Leading to disenchantment and to dispassion, the practise replaces the diffuse, scattered experience of papanca, with a bright awareness, stability and refuge. In Dawkins words ‘an intense willingness to surrender’ (surrender appears in the pali canon as the word ‘vosagga’).
The story goes on of course, but for the moment hopefully this discussion has been enough to introduce something about the Pali term ‘papanca’ or diffuse thinking/proliferation.
Leaving the topic with a question ….. was Boeree right when he said
pain and distress are what we feel when our neediness is most evident and our awareness brightest.
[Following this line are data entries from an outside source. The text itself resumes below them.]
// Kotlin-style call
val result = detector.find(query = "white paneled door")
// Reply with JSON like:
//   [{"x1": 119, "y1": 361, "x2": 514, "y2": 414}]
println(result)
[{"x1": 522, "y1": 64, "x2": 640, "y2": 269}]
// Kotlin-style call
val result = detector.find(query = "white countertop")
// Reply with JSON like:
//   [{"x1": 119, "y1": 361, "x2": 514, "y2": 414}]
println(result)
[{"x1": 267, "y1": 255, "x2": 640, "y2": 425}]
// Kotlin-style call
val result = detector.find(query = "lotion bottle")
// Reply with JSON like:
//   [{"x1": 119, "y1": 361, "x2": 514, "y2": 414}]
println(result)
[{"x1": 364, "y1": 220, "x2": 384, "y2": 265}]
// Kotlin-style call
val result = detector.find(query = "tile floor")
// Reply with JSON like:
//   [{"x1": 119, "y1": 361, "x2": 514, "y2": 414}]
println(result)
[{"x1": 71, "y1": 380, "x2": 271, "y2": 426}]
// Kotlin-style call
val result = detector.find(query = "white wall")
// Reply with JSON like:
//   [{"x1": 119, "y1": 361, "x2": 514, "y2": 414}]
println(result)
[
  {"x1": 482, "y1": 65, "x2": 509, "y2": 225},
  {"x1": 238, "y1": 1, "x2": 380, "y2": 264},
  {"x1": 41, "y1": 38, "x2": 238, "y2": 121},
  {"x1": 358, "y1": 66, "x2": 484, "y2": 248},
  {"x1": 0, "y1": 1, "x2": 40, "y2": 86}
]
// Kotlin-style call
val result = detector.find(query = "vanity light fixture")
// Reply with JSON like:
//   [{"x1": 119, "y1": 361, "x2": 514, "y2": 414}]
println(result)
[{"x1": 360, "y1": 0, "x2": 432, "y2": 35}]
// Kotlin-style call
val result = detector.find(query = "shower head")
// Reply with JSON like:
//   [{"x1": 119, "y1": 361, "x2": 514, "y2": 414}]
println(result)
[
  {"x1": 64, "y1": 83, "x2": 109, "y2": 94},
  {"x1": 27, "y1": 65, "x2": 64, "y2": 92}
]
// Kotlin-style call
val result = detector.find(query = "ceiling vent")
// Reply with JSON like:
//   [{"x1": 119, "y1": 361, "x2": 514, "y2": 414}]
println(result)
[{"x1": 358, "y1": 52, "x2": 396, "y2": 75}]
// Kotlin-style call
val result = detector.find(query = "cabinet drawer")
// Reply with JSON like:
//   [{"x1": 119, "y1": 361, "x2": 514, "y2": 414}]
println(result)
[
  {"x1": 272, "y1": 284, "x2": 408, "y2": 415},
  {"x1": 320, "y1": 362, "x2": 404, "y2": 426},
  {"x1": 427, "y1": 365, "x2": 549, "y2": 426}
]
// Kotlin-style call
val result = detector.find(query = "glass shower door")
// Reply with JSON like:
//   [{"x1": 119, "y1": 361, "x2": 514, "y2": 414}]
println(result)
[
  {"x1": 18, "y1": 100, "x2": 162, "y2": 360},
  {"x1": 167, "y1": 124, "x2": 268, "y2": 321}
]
Pleasure and delight are what we feel as we move towards unconsciousness
…?
Unconsciousness, as in not “self-conscious”? It would seem that feelings i.e., sensations, are not emotions until combined with thought, so neediness(craving) is the distress felt by ‘personalized’ desire. Without that looping of feelings to thoughts to more feelings, sensations are purely instinctual.
If it can be interpreted to mean that pleasure and delight can be felt as we move towards selfless awareness then yes, that would be akin to ‘mindfulness’.